REPUBLIKA.CO.ID, JAKARTA -- Kriminolog Adrianus Meliala menilai, desakan Presiden Joko Widodo (Jokowi) agar revisi Undang-Undang Antiterorisme diselesaikan adalah tuntutan yang proporsional. Ia juga menyayangkan lambatnya penyelesaian RUU Antiteroisme itu.
"DPR sudah membahas kemungkinan amandemen itu sejak Januari 2016 setelah kasus bom Thamrin, tapi sampai sekarang enggak beres juga," ujarnya kepada Republika.co.id.
Adrianus juga menyayangkan lambatnya proses penyelesaian UU antiterorisme tersebut.
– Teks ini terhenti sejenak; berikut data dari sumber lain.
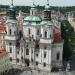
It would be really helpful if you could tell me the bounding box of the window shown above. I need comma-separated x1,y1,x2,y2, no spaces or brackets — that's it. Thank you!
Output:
44,46,47,49
9,29,11,35
36,61,38,65
9,42,11,45
31,58,33,62
43,63,46,67
56,52,60,60
22,48,23,53
45,31,47,38
26,49,29,55
21,56,23,62
37,30,39,35
17,58,19,62
36,54,38,57
17,51,19,54
44,52,46,58
28,28,31,34
10,57,12,61
10,47,12,53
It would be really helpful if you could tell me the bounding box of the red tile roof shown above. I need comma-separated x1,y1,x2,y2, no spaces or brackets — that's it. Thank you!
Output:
0,50,8,57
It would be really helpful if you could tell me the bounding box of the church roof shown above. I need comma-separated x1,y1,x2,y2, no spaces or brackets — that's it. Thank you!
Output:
0,50,8,57
24,15,42,22
6,19,17,23
41,20,53,26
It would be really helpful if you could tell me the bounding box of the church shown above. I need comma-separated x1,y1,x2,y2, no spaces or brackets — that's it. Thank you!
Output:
5,0,63,71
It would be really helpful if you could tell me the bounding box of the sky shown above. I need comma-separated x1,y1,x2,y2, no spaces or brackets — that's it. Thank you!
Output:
0,0,75,6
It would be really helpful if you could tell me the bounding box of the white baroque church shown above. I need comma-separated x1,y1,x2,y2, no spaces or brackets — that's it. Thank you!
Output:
5,1,63,71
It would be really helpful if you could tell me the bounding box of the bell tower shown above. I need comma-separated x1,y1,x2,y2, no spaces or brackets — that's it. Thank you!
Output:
44,0,51,20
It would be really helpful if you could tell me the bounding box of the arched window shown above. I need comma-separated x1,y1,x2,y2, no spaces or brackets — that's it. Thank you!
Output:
9,29,11,35
26,48,29,55
37,30,39,35
28,28,31,34
45,31,47,38
56,52,60,60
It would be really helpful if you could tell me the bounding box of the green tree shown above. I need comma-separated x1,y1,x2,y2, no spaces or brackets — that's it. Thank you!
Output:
61,20,75,60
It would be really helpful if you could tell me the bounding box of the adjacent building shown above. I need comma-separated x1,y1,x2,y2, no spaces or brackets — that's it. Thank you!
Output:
0,50,11,75
5,1,63,71
0,24,6,50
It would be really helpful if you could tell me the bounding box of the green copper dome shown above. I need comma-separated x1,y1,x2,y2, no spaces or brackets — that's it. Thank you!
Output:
24,15,42,22
41,20,53,26
44,4,50,11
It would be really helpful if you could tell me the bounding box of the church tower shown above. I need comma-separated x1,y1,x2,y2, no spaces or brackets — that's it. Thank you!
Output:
44,0,51,20
5,0,18,64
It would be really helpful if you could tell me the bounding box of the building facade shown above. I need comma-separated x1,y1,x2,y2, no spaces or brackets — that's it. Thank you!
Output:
0,50,11,75
5,4,63,71
0,24,6,50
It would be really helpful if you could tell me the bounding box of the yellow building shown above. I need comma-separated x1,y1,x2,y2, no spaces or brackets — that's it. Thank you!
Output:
0,50,11,75
0,25,6,50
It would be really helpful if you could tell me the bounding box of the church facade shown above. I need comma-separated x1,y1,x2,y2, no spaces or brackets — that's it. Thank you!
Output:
5,4,63,71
Mengingat terorisme bukan sekedar aksi kejahatan biasa melainkan fokus utama yang harus ditindak dan diantisipasi.
"Padahal katanya terorisme kejahatan yang extraordinary, tapi kelihatan benar bahwa DPR tidak serius," ujar dia.
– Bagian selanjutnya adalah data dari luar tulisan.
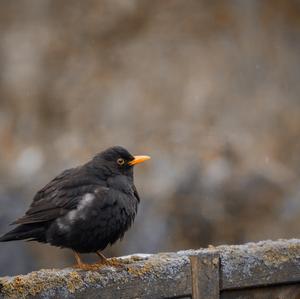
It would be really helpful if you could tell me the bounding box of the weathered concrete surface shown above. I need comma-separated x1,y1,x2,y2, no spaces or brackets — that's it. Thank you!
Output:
0,239,300,299
218,239,300,289
0,254,190,299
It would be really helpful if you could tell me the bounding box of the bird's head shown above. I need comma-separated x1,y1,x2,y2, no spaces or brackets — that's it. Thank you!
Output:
94,146,150,175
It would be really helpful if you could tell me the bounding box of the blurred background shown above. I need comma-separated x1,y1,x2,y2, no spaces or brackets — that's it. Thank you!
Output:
0,0,300,276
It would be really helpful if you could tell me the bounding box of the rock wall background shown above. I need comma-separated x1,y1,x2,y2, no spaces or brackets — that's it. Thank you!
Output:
0,0,300,275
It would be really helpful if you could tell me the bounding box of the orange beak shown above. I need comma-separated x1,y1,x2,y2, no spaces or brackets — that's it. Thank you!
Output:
128,156,151,166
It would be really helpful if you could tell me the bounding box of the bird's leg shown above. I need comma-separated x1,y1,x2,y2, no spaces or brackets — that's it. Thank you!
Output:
74,251,99,270
96,250,107,262
74,251,84,268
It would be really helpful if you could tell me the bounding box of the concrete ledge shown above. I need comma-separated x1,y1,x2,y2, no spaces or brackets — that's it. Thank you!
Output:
0,239,300,299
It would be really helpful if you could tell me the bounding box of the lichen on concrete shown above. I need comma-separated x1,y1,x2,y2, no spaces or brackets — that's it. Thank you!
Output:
0,240,300,299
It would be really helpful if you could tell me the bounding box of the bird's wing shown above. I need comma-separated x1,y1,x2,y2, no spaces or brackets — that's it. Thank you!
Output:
13,168,106,224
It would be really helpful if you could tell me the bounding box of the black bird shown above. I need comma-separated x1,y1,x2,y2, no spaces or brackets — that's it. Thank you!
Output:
0,146,150,269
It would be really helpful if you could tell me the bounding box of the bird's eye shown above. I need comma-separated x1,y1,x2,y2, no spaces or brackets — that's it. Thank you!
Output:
117,158,125,165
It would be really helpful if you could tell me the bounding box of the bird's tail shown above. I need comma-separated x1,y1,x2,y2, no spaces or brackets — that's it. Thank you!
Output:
0,223,45,242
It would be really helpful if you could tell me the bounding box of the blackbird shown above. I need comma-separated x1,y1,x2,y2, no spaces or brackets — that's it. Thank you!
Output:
0,146,150,269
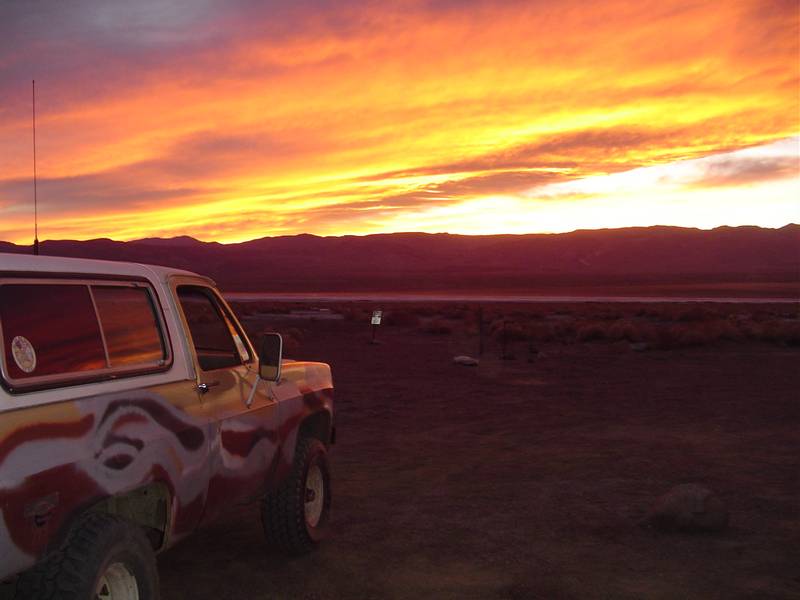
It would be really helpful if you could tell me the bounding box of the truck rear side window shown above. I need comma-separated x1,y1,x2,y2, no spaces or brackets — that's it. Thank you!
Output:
0,279,171,391
92,286,165,367
0,284,106,379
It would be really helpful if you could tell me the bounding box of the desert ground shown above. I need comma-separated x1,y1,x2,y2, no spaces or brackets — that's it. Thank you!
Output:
153,303,800,600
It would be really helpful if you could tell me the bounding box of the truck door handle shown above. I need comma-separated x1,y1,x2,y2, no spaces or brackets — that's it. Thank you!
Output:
197,381,219,394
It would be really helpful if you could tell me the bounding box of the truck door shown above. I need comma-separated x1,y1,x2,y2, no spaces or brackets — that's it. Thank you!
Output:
176,285,280,520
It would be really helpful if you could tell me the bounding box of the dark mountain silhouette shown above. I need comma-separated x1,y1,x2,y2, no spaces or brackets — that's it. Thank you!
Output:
0,225,800,295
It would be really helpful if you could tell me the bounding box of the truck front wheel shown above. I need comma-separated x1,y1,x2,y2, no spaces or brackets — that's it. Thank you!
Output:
14,513,158,600
261,437,331,554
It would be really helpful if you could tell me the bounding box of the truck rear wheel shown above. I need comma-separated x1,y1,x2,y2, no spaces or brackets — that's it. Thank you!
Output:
14,513,159,600
261,437,331,554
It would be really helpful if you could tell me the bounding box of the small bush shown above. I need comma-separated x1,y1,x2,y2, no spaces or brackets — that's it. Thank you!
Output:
420,319,453,335
577,323,608,342
383,310,419,327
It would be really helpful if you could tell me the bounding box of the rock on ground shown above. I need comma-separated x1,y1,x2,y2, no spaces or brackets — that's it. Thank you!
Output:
646,483,729,532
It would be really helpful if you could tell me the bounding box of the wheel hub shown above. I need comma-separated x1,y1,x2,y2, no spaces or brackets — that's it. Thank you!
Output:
305,465,325,527
93,563,139,600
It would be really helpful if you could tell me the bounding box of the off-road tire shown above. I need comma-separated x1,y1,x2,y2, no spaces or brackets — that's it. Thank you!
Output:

Menurut dia, revisi UU Polri perlu dan tidak perlu dilakukan berdasarkan pada beberapa hal. Diperlukan, karena aspem perlindungan terhadap anggota polisi memang masih lemah. Sedangkan tidak perlu, karena menurut dia, pemicu munculnya kebutuhan merevisi bukan hanya soal teror.
Ia menambahkan, saat ini pola serangan kelompok teroris masih sama yakni menargetkan polisi di tempat umum yang mudah digapai dan mudah terlihat. Para pelaku juga masih mengoperasikan bom rakitan yang kelihatan tidak canggih pemicu (ignition).